Author: Eswara Pendli
Recently, MuleSoft released BigQuery Connector in Anypoint Exchange which is created by Connectivity Partners. This connector supports Mule 4.X Runtime version.
For Basic Understanding of BigQuery and Features of BigQuery, Please Refer Mulesoft + BigQuery Series 1.
In this Series, We will discuss Operations supported by BigQuery Connector and Simple Demo on ‘Fetch Table Data’ using BigQuery Connector.
Quick Points?
- MuleSoft’s BigQuery Connector creates connectivity with Google BigQuery through Anypoint Platform.
- BigQuery is a serverless, highly scalable, and cost-effective cloud data warehouse designed to help you make informed decisions quickly, so we can transform our business with ease.
- This connector provides organizations access to BigQuery through interfacing the Google BigQuery API.
- The Google BigQuery Connector allows customers to create, manage, share and query data.
Operations Supported By Connector:
- Create Job:
This operation is used to create and start an asynchronous job.
Major options are :
- Copy Job
- Extract Job
- Load Job
- Query Job
- Get Job :
This operation is used to return information about a specific job based on given BigQuery Job name.
- List Job:
This operation is used to list all jobs that we started in the specified project.
- Cancel Job:
This operation is used to cancel the BigQuery Job based on given Job name.
- Create Dataset:
This operation is used to create a new empty dataset.
Which can hold one or more tables in it.Dataset names should be unique.
- Get Dataset:
This operation is used to return the dataset based on given datasetId.
- List Dataset:
This operation is used to retrieve information on each dataset.Which consists of a limited amount of information about each dataset: DatasetId, FriendlyName and GeneratedId. If we want to get complete information, we have to use the “Get Dataset” operation.
- Update Dataset:
This operation is used to update information in an existing dataset.
- Delete Dataset:
This operation is used to delete the dataset based on given datasetId.
- Create Table:
This operation is used to create a new table in existing dataset. We have to provide a new table name along with datasetId.
- Get Table:
This operation is used to return the specified table from dataset based on given datasetId and tableId.
- List Table:
This operation is used to list the tables in the specified dataset based on given datasetId.
Which consists of a limited amount of information about each table: TableId, FriendlyName, Generated and type. If we want to get complete information, we have to use the “Get Table” operation.
- Update Table:
This operation is used to update information in an existing table based on given datasetId and tableId.
- Delete Table:
This operation is used to delete the specified table from the dataset based on given datasetId and tableId.
- List Table Data:
This operation is used to list the content of a table in rows based on given datasetId and tableId.
- Query:
This operation is used to run the query associated with the request based on given JobId.
- Get Query Result:
This operation is used to return the results of a query job based on given JobId.
- Insert All:
This operation is used to stream data into BigQuery one record at a time without running the load job based on given datasetId and tableId.
Pre-Requisites:
- We need to have google cloud account/sandbox account.
Demo:
Create Dataset, Table and Insert data to Table from Anypoint Studio:
- Create a new project and Add “Google BigQuery” palette or dependency to project.
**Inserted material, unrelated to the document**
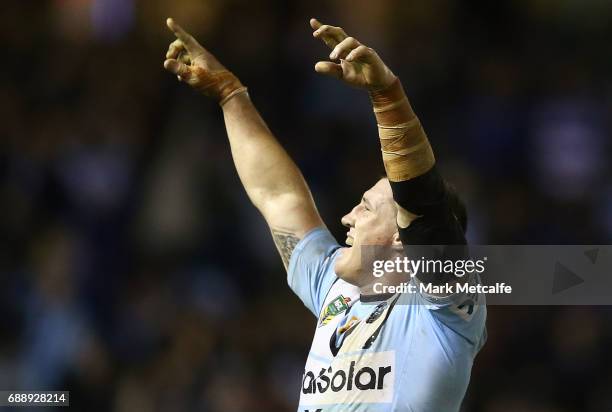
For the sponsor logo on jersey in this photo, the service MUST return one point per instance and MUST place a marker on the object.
(338, 305)
(363, 377)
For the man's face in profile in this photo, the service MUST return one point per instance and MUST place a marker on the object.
(372, 222)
- Once the Connector is added to the palette, we can multiple operations supported by BigQuery.

- Configure the BigQuery global configuration as shown below.
Global configuration for this connector is simple.We need to update this configuration with our service Account Key details:
Where,
Project ID: Project Name in which BigQuery is associated.
Service Account Key:Download the JSON file from the Credentials section.
:.: (To know, How to setup Client-ID, Please refer 5th Point under “Configuration / Connection Establishment for Mulesoft”from Mulesoft + BigQuery Series 1)


- Here is the mule snap to create dataset, table and insert data to table.

- In this flow, we are expecting datasetId and tableId from queryParams.

- We are creating new dataset using datasetId.

- Ideally, the table will be present under the dataset. So we are creating a new table using existing datasetId with a new table schema. The table schema contains relevant information which is fieldName, fieldType and fieldMode in the schema section as shown below:

- We will be creating a new table using datasetId along with tableId. We would need to send table schema in object type only.

- On successful table creation. We can insert the data using InsertAll operation. We need to update the payload at “Row Data” section. There is a limitation on “Insert All”operation, We can send the data in a bunch of 10,000 records/rows at a time.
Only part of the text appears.